Ils m'ont dit qu'il y avait plein d'objets en brousse à sauver, abandonnés depuis plusieurs décennies.
Parce que dans le rituel quand un chef décède, on laisse sa case s'effondrer et les objets disparaîssent, retournent à la terre en somme... A Poindimié, J'ai rencontré le chef Baptiste qui a très bien compris la démarche et il m'a introduit auprès des autres chèferies, de Houaïlaou, de Hienghène. A un moment, au bout de six mois que j'étais là bas, le chef Baptiste a commencé à me dire : là il y a ça...tu l'emmènes...bien sûr je les payais les objets... Les chefs avaient très bien compris que la mémoire de ces objets sculptés allait disparaître et qu'il fallait les protéger.


Jean-Louis Roiseux avec le fils du chef Baptiste à Poindimié en 1970.

Pendant de longs mois il rassemble des objets, principalement des flèches fétières et des appliques de portes.

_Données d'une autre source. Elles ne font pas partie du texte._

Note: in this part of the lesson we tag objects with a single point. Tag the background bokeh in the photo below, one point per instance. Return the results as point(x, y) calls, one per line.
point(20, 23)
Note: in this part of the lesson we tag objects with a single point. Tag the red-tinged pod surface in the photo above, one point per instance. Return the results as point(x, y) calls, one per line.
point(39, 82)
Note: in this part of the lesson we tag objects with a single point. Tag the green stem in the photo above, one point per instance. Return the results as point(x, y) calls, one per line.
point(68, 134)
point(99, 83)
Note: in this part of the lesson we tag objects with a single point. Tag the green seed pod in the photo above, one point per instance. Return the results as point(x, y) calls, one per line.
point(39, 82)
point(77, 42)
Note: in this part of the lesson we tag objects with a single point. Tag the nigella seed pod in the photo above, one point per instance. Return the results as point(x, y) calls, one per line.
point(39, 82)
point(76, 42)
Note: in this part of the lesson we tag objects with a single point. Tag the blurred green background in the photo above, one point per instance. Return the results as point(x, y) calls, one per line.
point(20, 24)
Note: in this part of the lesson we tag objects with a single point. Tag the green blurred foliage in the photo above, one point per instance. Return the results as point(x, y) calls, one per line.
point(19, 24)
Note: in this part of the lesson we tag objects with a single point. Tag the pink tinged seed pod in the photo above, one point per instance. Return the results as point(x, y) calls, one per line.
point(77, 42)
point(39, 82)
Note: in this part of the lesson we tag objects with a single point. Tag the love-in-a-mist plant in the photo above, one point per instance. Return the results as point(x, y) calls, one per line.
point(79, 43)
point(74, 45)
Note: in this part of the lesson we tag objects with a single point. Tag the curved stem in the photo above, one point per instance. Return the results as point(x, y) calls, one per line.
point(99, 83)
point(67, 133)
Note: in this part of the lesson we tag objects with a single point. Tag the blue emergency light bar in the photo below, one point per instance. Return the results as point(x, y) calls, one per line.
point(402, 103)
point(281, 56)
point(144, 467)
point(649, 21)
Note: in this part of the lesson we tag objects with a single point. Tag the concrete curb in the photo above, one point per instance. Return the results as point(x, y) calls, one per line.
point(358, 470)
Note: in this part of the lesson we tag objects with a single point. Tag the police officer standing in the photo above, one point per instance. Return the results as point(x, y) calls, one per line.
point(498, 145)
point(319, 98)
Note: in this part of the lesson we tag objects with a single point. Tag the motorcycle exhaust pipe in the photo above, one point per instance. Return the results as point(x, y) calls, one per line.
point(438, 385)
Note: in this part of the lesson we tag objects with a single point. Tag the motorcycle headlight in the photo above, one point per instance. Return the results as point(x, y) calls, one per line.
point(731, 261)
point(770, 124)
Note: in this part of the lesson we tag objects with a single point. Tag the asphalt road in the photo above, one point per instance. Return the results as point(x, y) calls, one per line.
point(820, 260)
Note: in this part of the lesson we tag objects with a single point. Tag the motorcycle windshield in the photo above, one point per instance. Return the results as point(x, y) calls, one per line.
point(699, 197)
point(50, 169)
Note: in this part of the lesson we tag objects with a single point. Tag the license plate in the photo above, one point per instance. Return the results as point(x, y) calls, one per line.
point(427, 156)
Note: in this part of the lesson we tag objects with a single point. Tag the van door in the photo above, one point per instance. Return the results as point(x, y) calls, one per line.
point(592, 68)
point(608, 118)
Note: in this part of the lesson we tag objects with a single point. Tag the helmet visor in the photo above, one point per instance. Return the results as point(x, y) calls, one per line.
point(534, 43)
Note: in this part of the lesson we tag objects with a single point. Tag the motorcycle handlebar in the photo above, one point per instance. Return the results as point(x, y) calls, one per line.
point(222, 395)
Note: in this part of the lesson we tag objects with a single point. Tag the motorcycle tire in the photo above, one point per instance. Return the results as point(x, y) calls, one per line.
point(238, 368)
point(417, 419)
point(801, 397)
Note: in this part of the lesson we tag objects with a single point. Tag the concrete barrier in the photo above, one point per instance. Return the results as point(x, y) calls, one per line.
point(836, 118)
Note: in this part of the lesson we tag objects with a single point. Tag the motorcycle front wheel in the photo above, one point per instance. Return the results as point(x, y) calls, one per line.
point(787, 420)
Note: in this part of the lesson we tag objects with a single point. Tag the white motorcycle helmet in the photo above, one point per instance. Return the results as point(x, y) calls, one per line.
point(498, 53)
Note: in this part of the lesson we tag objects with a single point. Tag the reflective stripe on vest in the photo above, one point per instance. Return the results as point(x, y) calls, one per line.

Les choses étaient décidées après de longues palabres et avec l'accord de toute la chefferie.Ce n'est pas moi qui décidais quel objet je pouvais emporter. Il fallait être très patient. Le chef Baptiste ou le chef du village concerné venait avec moi et là c'était des surprises, l'objet abandonné en brousse, retourné face contre terre et au moment ou vous le retournez vous découvrez un chef d'oeuvre.


A l'issue de son séjour, il confie la totalité des objets à son commanditaire afin de les exposer dans un musée. Finalement, le musée ne se fait pas et en 2015 les objets kanak collectés par Jean-Louis Roiseux réapparaissent... Une première vente qui devait se faire à Bâle est annulée car les autorités calédoniennes contestent la manière dont ces pièces sont sorties du territoire.

Un an plus tard et après différentes procédures judiciaires une nouvelle vente est organisée à Paris. Jean-Louis Roiseux est présent, c'est la première fois qu'il revoit ces objets depuis leurs mises en caisses avant de quitter la Nouvelle-Calédonie.


J'étais très ému de revoir ces objets, cela me ramenait des années en arrière à l'époque de ma jeunesse et des amis que j'avais là bas. Ce sont vraiment de très belles pièces...


Après ce séjour en Nouvelle-Calédonie, Jean-Louis Roiseux rentre en France ou il travaillera pour des galeristes, notamment avec Jacques Kerchache, l'un des initiateurs du Pavillon des Cessions avec l'entrée de ces objets non-occidentaux au musée du Louvre en 2000.

Aujourd'hui dans sa maison de Bourgogne, entre des expositions de ses sculptures et des conseils en expertises, il vit entouré d'objets et de souvenirs.